The Israelites wanted a new God; a God that they could make with what they had. They did not want a God who did not act as they expected. They rejected the God who set them free, just as Eve rejected the God who gave her the Garden of Eden, because of what they did not know: the time. They were wondering: What was Moses doing? Why was God taking so long? Though they had committed to God, they decided that they would do as they pleased in his “absence” not realizing that this God was among them watching and testing them.
When God saw them worshipping the golden calf that Aaron made for them, he was ready to destroy them. He said to Moses:
“Go down, because your people, whom you brought up out of Egypt, have become corrupt. 8 They have been quick to turn away from what I commanded them and have made themselves an idol cast in the shape of a calf. They have bowed down to it and sacrificed to it and have said, ‘These are your gods, Israel, who brought you up out of Egypt.’
9 “I have seen these people,” the Lord said to Moses, “and they are a stiff-necked people. 10 Now leave me alone so that my anger may burn against them and that I may destroy them. Then I will make you into a great nation.”
This test of the Israelites’ commitment demonstrates that, in the desert, commitment means trusting and waiting for God to show up. We have to believe that God is trustworthy. Trust can be defined as:
“firm belief in the reliability, truth, ability, or strength of someone or something.”

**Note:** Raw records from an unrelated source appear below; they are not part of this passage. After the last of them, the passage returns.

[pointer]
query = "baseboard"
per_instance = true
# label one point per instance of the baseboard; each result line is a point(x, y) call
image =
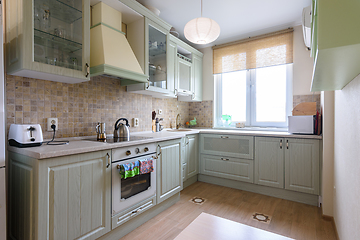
point(134, 223)
point(332, 220)
point(190, 181)
point(269, 191)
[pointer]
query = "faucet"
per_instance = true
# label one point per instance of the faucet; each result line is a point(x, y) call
point(178, 124)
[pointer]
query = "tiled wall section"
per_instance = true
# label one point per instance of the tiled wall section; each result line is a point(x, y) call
point(80, 106)
point(203, 111)
point(307, 98)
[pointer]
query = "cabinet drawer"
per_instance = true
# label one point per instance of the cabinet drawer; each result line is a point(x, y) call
point(227, 145)
point(132, 212)
point(227, 167)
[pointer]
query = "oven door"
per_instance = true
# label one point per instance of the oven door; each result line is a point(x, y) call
point(130, 191)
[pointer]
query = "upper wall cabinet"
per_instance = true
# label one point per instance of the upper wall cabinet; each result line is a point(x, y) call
point(335, 43)
point(48, 39)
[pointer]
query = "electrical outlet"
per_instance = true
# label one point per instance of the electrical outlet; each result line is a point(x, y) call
point(52, 121)
point(136, 122)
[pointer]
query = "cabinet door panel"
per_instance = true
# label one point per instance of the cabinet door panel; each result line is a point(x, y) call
point(302, 165)
point(230, 168)
point(227, 145)
point(169, 169)
point(192, 156)
point(269, 161)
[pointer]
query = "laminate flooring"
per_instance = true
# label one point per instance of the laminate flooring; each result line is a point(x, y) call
point(287, 218)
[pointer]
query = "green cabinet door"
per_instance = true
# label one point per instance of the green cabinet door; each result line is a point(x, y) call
point(302, 165)
point(269, 161)
point(169, 168)
point(192, 161)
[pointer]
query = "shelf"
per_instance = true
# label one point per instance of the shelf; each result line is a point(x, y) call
point(62, 11)
point(65, 44)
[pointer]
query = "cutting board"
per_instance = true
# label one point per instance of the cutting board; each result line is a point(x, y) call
point(305, 108)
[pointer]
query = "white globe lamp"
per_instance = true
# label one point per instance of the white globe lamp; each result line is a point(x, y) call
point(202, 30)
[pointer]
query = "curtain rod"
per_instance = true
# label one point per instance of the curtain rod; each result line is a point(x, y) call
point(253, 38)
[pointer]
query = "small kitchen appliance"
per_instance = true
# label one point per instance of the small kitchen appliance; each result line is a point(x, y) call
point(100, 130)
point(25, 135)
point(121, 130)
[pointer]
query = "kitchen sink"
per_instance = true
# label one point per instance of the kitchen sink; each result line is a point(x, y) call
point(179, 130)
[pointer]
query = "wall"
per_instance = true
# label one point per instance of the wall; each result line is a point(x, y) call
point(80, 106)
point(302, 70)
point(347, 160)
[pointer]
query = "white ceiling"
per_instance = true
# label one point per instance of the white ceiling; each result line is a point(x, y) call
point(238, 19)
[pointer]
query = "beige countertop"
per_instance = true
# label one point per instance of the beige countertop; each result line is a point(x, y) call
point(79, 145)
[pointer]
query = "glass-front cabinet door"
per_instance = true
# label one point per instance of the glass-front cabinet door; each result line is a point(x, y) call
point(157, 58)
point(52, 43)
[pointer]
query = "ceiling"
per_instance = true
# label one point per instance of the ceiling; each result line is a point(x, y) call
point(238, 19)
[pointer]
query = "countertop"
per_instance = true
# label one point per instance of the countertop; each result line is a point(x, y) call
point(79, 145)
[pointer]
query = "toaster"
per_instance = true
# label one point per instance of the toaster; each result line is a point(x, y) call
point(25, 135)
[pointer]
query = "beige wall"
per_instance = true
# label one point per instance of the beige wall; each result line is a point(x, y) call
point(303, 68)
point(347, 161)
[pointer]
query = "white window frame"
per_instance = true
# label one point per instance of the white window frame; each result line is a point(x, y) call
point(251, 100)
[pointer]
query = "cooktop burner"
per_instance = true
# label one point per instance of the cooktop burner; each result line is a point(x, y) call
point(116, 140)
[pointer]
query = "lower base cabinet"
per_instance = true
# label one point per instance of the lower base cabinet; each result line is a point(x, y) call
point(227, 167)
point(60, 198)
point(290, 163)
point(169, 169)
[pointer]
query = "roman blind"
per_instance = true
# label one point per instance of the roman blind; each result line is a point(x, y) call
point(255, 52)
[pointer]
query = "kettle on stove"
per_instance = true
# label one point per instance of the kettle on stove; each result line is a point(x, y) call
point(122, 130)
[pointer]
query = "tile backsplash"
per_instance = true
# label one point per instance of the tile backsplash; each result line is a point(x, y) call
point(80, 106)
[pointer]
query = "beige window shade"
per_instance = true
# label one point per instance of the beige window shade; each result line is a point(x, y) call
point(262, 51)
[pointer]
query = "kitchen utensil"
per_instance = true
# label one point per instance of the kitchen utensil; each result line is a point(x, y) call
point(122, 130)
point(25, 135)
point(100, 130)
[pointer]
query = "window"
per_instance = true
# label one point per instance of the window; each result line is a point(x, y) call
point(254, 81)
point(259, 97)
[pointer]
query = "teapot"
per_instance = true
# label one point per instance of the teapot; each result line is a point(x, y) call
point(122, 130)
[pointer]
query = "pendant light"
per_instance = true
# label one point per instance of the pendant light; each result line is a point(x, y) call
point(202, 30)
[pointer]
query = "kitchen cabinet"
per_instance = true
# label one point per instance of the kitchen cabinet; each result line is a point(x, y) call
point(60, 198)
point(169, 169)
point(48, 40)
point(302, 165)
point(227, 145)
point(269, 161)
point(227, 167)
point(151, 44)
point(335, 43)
point(290, 163)
point(192, 156)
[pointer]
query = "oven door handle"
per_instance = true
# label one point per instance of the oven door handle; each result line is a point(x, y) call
point(158, 153)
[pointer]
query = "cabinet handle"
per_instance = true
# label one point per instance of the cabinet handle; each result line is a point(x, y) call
point(158, 153)
point(109, 160)
point(87, 69)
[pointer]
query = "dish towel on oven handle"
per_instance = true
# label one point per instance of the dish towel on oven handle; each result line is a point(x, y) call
point(129, 169)
point(146, 165)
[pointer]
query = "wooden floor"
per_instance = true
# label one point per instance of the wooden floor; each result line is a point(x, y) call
point(287, 218)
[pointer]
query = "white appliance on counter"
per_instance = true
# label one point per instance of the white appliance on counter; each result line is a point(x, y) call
point(2, 138)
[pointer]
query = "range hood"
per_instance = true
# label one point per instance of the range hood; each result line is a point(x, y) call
point(110, 52)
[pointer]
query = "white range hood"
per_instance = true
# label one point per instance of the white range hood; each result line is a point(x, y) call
point(110, 52)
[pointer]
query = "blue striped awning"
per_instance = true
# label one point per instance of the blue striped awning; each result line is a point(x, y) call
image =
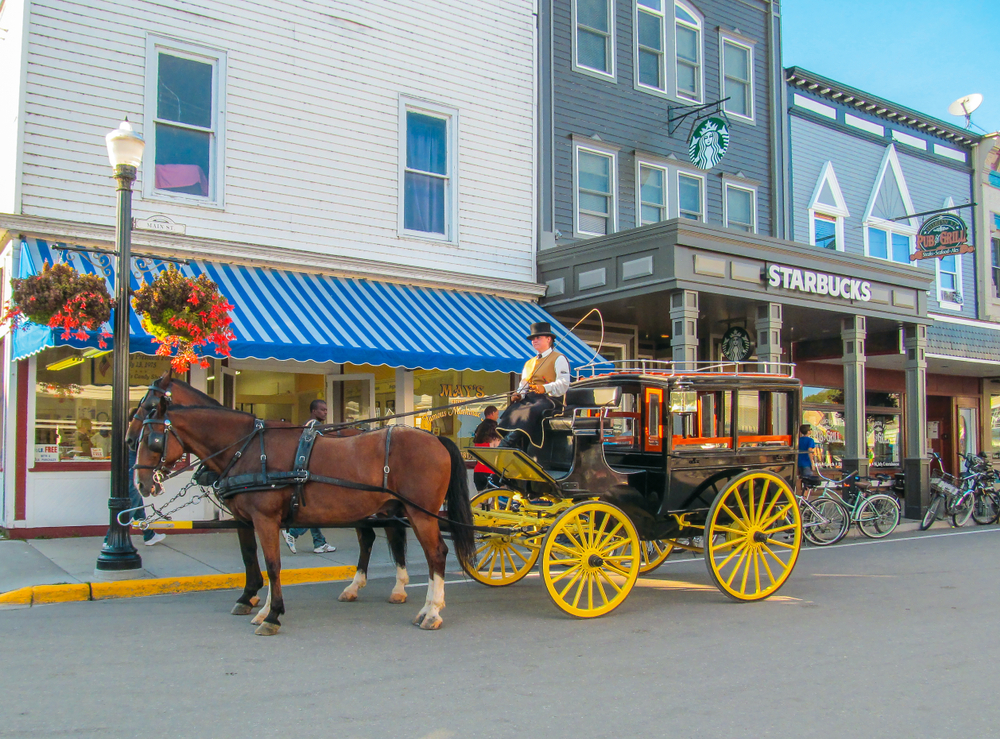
point(280, 314)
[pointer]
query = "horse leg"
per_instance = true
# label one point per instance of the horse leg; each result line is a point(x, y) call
point(275, 606)
point(366, 538)
point(428, 533)
point(254, 581)
point(397, 546)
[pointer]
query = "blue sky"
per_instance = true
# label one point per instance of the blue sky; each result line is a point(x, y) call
point(917, 53)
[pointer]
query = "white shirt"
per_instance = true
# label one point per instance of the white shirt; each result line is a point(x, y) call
point(558, 387)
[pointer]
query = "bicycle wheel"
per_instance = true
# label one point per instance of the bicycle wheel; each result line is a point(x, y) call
point(962, 511)
point(986, 507)
point(825, 521)
point(878, 516)
point(933, 513)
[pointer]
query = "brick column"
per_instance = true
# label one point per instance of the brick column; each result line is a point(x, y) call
point(684, 333)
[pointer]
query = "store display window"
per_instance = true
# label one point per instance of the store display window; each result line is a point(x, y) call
point(73, 402)
point(437, 388)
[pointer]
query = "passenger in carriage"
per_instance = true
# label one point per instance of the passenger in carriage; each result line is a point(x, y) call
point(544, 381)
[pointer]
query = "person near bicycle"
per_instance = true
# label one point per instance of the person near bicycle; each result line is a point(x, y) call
point(808, 451)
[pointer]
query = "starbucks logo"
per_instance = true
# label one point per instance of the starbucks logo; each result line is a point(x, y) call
point(736, 344)
point(709, 142)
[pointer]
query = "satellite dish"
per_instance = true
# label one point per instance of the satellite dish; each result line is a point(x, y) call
point(965, 105)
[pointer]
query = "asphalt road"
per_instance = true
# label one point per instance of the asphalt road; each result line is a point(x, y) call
point(888, 639)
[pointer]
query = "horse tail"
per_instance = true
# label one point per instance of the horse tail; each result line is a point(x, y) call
point(459, 507)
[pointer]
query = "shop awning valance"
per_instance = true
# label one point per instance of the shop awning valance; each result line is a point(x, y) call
point(281, 314)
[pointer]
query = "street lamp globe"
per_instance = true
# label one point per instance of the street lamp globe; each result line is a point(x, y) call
point(124, 146)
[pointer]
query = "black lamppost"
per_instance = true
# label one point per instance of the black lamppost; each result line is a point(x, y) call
point(125, 152)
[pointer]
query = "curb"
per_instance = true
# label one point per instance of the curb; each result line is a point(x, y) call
point(43, 594)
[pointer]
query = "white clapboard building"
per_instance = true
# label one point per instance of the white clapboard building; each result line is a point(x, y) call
point(358, 177)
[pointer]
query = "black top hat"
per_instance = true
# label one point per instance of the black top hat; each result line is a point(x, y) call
point(542, 328)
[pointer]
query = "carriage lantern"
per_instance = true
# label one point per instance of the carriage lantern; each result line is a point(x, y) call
point(125, 152)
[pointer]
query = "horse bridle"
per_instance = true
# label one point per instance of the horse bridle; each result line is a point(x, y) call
point(156, 441)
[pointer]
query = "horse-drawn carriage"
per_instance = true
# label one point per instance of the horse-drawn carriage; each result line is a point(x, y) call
point(643, 460)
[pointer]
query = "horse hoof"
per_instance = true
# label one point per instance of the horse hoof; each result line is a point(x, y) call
point(267, 629)
point(431, 623)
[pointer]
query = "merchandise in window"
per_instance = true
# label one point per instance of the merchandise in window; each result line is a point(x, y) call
point(73, 401)
point(185, 125)
point(593, 35)
point(426, 180)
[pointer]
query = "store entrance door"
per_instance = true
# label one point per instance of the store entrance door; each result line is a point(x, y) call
point(351, 397)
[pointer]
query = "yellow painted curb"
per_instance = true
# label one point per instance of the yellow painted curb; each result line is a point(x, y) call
point(19, 597)
point(60, 593)
point(197, 583)
point(161, 586)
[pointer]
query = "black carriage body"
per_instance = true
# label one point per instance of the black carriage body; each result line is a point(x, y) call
point(659, 445)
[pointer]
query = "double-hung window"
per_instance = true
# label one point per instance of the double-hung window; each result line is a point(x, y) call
point(737, 76)
point(428, 164)
point(650, 37)
point(652, 194)
point(687, 42)
point(595, 192)
point(691, 196)
point(741, 208)
point(184, 92)
point(594, 37)
point(886, 244)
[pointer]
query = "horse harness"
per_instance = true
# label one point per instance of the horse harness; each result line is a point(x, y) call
point(227, 486)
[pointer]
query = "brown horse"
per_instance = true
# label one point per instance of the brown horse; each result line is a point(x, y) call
point(423, 470)
point(177, 391)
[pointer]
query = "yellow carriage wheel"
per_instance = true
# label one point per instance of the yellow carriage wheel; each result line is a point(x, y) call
point(654, 553)
point(753, 535)
point(590, 559)
point(500, 560)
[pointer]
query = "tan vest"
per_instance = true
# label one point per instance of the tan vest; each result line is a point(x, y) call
point(542, 371)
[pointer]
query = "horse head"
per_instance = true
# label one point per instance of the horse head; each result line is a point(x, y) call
point(156, 399)
point(158, 448)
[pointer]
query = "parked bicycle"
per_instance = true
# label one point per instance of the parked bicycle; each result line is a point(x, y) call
point(875, 513)
point(970, 496)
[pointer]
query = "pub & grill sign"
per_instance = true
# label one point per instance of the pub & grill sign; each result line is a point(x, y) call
point(942, 236)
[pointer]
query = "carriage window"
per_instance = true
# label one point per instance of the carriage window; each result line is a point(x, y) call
point(622, 423)
point(709, 427)
point(763, 418)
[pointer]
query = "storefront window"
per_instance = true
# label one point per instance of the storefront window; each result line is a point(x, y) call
point(823, 409)
point(436, 388)
point(73, 401)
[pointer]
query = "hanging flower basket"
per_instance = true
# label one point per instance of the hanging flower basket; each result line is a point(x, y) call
point(184, 314)
point(60, 297)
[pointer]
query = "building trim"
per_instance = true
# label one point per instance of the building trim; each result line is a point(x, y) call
point(193, 247)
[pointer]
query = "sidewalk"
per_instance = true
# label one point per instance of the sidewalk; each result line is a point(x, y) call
point(187, 562)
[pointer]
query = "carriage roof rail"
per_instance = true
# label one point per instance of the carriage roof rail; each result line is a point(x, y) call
point(671, 368)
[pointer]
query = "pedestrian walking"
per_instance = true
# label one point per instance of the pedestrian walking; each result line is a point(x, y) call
point(317, 414)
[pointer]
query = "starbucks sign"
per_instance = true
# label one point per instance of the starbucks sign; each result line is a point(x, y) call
point(736, 344)
point(942, 236)
point(708, 143)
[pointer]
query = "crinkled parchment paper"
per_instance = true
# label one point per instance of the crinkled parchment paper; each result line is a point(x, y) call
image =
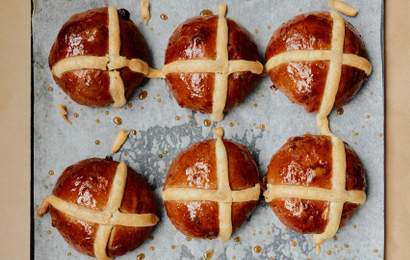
point(264, 122)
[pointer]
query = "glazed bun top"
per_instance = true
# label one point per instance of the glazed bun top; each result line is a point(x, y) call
point(87, 34)
point(88, 183)
point(307, 162)
point(211, 188)
point(196, 167)
point(102, 208)
point(99, 57)
point(303, 81)
point(194, 85)
point(196, 39)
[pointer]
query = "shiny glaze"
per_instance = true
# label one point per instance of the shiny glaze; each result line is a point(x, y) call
point(88, 183)
point(303, 82)
point(195, 168)
point(307, 161)
point(196, 39)
point(87, 34)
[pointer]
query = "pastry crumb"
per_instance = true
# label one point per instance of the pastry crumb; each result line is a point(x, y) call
point(257, 249)
point(163, 17)
point(117, 120)
point(62, 109)
point(343, 7)
point(119, 141)
point(144, 10)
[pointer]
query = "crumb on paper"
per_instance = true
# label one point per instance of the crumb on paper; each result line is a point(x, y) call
point(145, 14)
point(62, 109)
point(119, 140)
point(343, 7)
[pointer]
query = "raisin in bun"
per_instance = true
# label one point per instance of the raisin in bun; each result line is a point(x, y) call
point(307, 162)
point(203, 200)
point(95, 56)
point(196, 39)
point(102, 208)
point(303, 79)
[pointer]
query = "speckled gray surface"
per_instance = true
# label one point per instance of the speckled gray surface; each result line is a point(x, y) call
point(160, 137)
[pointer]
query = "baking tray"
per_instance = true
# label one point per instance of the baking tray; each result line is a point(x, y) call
point(263, 122)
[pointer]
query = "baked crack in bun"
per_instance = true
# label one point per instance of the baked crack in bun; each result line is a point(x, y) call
point(102, 208)
point(315, 185)
point(313, 52)
point(99, 57)
point(211, 188)
point(211, 64)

When we put our trust in God, we commit to his plan for our lives. If God said Canaan, then he meant Canaan. He is reliable, true, able and strong. He will do it. In response to his promise, we must wait to demonstrate our trust in him. Waiting is an odd action but the best thing to do when we are waiting on God is the exact opposite of what the Israelites did. The Israelites used their idle time to build a new idol to replace God. To ensure that we do not become like them when we are waiting we must use that time to know God even better. Reading the word, praying to God, and serving the body of Christ are all ways to develop a deeper relationship with God.
This must be added to the first two commitment practices. As we wait, we continue to believe, worship, sacrifice and flee as we did in Egypt. This practice continues to remove slavery from our hearts. And, we continue to listen, obey and change. We can reference what God told us to do, practice it in obedience and allow God to change us.
We live in an unfaithful society. I realize that these teachings are challenging but I believe that if we can hold on to these truths the Holy Spirit will help us to be committed to God at each stage of our journey towards the promised land. God is worth it – he’s faithful and there is nothing that God will withhold from those who love him.